Ministerium: Workbooks sind zum Reinschreiben gedacht

Das kam nicht nur den betroffenen Eltern merkwürdig vor. Auch Wassmer sträubten sich die Haare. So ein Schreiben sei schon aus Datenschutzgründen fragwürdig, meint die GEB-Vorsitzende im Blick auf den diskriminierungsfreien Umgang mit Bonuscard-Kindern. Und zum Thema Workbook versicherte eine Sprecherin des Kultusministeriums: „Workbooks sind zum Reinschreiben gedacht und gehören nicht zu den notwendigen Lernmitteln.“ Entscheide sich eine Schule dafür, müsse sie diese auch über das Schulbudget finanzieren, wenn Eltern diese nicht selbst anschaffen wollten.

Doch dies war im Ebelu weder dem Fachlehrer noch der Schulleiterin Karin Winkler bekannt: „Wir dachten, wir könnten die Workbooks noch mal verleihen“, erklärt Winkler der StZ. Erst durch den Hinweis der GEB-Vorsitzenden habe man den Fehler erkannt. Man werde das beim nächsten Schreiben entsprechend ändern. Dabei halte sie es für eine gute Sache, dass die Schule die Eltern überhaupt darüber informiere, dass es bei der Beschaffung Wahlmöglichkeiten gebe und der Lehrer begründe, weshalb er dieses oder jenes Workbook beschaffen wolle. Und man achte darauf, dass nur der Lehrer erfahre, wer die Bonuscard in Anspruch nehme. „Früher“, so Winkler, „war Usus: die Lehrer bestellen, die Eltern nicken ab, und die Schüler bringen das Geld mit.“

Schulen sparen für Möbel und neue Schulbücher

Dennoch hält die Schulleiterin eine völlige Lernmittelfreiheit für illusorisch: „Wenn alle Eltern alles bezahlt haben wollten, würde das das System sprengen, und unsere Schulbudgets würden nicht ausreichen.“ Dass man dennoch Rücklagen bilde und das Budget für Lernmittel nicht ausschöpfe, habe mehrere Gründe. So komme mit dem erwarteten neuen Bildungsplan „eine nicht ganz berechenbare Größe“ an Bestellungen neuer Bücher auf die Schulen zu. Außerdem sparten viele Schulen für Investitionen bei Umbau und Sanierung – auch das Ebelu. „Keine Schule wird ihre Polster völlig runterfahren“, so Winkler.

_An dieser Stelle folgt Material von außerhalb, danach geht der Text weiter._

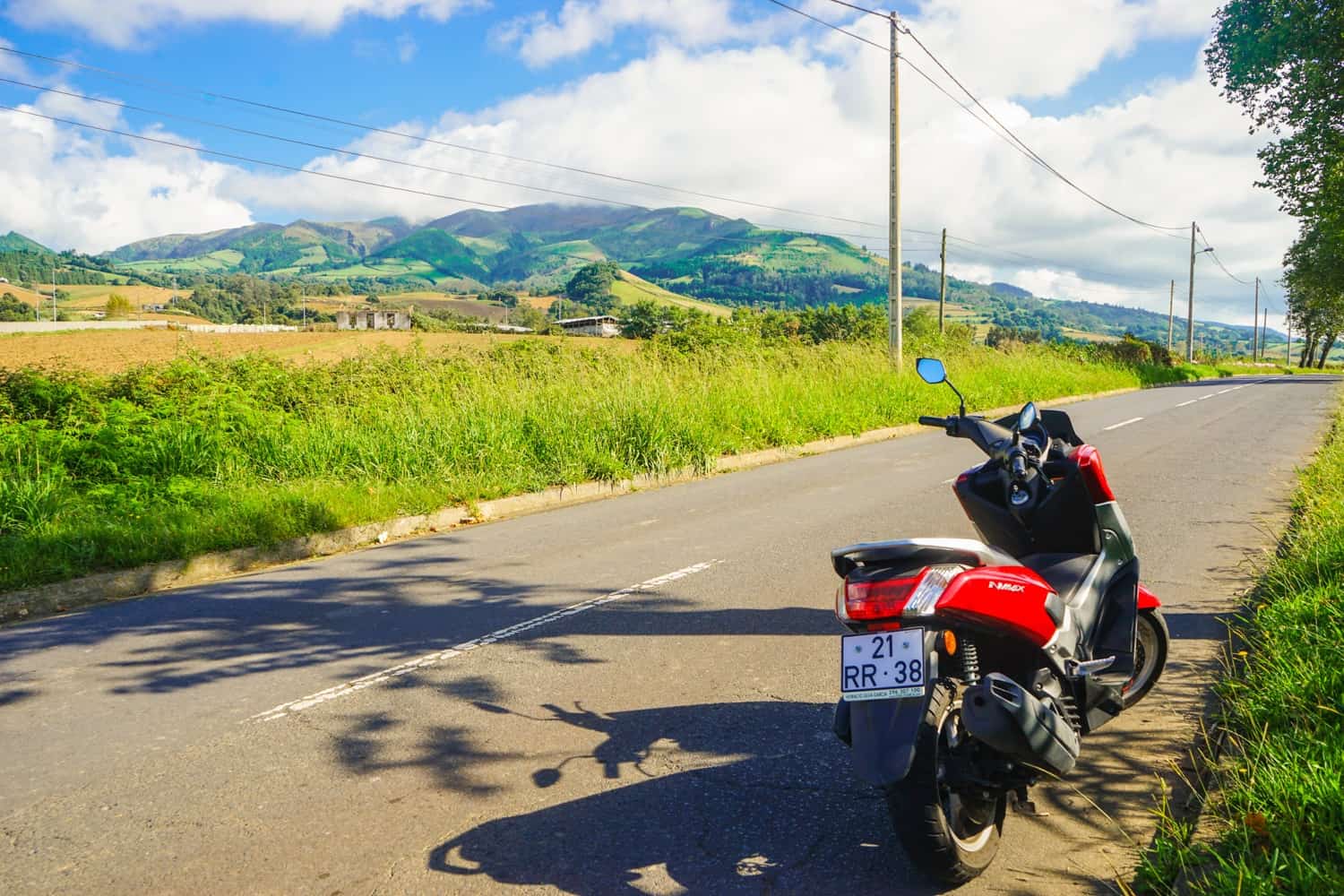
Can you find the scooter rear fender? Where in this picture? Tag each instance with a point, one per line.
(882, 732)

Laut Karin Korn, der Leiterin des Schulverwaltungsamts, bekommen die Schulen zwar gesonderte Budgets für Lernmittel, für Lehrmittel, für Bürobedarf, für Einrichtung und Verbrauchsmittel, doch diese seien gegenseitig deckungsfähig. Tatsächlich sei die Summe der nicht ausgegebenen Mittel in den letzten Jahren gestiegen. Nehme man alle Schulen zusammen, so hätten diese von 2013 auf 2014 einen Betrag von 5,6 Millionen Euro übertragen. Keine Schulart habe ihr Gesamtbudget oder ihr Budget für Lernmittel überzogen, letzteres hätten die Schulen sogar um bis zu 20 Prozent nicht ausgeschöpft.

„Diese 20 Prozent werden in der Regel von den Eltern gegenfinanziert“, meint Sabine Wassmer – das Budget gründe nicht auf realistischen Zahlen. Derzeit bekommen die Schulen zwischen 34,30 Euro (Grundschulen) und 65,95 Euro (Gymnasien) pro Schüler und Jahr für Lernmittel.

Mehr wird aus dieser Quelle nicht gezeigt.